Fotograma de ‘Lost in Translation’. Filmaffinity
Caminar sin ningún objetivo fijo, por el placer de caminar, es una costumbre urbana que, con el ritmo actual, está en desuso. Deberíamos recuperarla.
Hay un aumento de producción ensayística, tanto académica como divulgativa, sobre la cuestión de la ciudad en la actualidad; más concretamente, sobre la pérdida del paseo urbano.
Desde el Wanderlust de Rebecca Solnit o el Walkscapes de Francesco Careri se reivindica aquella agencia que los franceses denominarían flânerie, un término de difícil traducción y que aludiría a la errancia ociosa por las calles de una gran ciudad.
Más tarde, urbanistas como Jane Jacobs alertarán de su progresivo fin debido a reformas que, en virtud del orden y el racionalismo, condenan la vitalidad y riqueza plural de la urbe. Ciudades como L.A. ya no son “paseables”. Pero como ya veía Juan Costa en el s. XVI, la ciudad física, la urbs, no es nada sin sus ciudadanos, la civitas.
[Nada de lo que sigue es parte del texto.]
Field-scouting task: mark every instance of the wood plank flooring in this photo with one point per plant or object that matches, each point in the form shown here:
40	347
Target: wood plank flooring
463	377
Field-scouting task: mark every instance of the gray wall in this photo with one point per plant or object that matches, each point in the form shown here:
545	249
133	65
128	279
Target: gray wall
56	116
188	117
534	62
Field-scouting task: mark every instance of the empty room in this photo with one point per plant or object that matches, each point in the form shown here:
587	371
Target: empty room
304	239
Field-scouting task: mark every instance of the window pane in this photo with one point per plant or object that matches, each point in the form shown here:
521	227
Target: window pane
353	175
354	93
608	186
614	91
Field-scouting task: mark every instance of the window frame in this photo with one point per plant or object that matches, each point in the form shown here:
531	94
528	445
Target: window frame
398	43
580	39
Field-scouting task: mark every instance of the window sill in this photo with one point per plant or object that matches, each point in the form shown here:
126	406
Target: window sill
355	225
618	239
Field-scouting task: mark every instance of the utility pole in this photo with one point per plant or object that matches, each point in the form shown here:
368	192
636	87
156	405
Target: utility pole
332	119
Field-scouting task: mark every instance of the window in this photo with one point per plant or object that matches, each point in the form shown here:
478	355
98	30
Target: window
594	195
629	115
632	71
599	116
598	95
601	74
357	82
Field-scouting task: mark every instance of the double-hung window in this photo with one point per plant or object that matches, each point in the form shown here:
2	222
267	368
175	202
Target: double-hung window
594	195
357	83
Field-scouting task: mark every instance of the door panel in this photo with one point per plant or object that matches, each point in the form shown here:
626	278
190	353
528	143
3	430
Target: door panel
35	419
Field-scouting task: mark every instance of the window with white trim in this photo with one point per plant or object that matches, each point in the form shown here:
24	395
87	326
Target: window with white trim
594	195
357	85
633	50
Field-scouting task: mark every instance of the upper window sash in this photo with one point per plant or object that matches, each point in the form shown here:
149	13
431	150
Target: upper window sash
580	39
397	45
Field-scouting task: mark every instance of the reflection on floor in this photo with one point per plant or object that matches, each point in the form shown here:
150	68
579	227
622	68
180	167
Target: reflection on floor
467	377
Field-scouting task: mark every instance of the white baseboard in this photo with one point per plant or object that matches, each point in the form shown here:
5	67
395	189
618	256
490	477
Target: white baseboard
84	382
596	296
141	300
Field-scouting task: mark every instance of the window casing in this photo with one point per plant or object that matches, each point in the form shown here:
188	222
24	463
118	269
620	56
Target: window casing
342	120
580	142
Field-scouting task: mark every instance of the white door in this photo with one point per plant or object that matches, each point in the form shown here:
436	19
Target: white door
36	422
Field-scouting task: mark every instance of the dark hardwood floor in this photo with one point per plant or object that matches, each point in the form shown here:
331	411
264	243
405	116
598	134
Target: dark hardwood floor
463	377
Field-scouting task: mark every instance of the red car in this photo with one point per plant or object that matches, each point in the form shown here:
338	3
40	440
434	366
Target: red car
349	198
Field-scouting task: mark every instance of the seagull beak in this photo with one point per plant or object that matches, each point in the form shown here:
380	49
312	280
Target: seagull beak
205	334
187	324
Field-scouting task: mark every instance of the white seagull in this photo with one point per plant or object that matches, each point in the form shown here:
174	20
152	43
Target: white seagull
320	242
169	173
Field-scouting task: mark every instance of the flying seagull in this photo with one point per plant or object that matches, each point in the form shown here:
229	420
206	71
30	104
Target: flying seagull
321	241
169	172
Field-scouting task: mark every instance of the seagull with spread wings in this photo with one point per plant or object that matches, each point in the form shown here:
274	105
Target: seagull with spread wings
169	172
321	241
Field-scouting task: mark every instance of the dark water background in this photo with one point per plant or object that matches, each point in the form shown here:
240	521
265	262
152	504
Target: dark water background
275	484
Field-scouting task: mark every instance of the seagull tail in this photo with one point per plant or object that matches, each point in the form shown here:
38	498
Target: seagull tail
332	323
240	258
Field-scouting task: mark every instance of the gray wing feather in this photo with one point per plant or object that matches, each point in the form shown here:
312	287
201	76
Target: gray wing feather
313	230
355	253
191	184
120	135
El confinamiento es el ejemplo más extremo, pero debido al sistema socioeconómico en el que, quiérase o no, estamos insertos, basado en un cada vez más exigente ritmo productivo, se pierde el sentido de salir a la calle porque sí, sin perseguir una finalidad utilitarista, algo que ya constató Georg Simmel. Las autopistas son la conclusión de este proceso de evitación de ese enjambre que es la ciudad, como analiza el antropólogo Marc Augé. También la falaz idealización del campo –y su vaciamiento, pero ese es otro tema– y ese deseo de la clase media-alta de, tras largos sacrificios, irse a vivir al ansiado chalet alejado del mundanal ruido.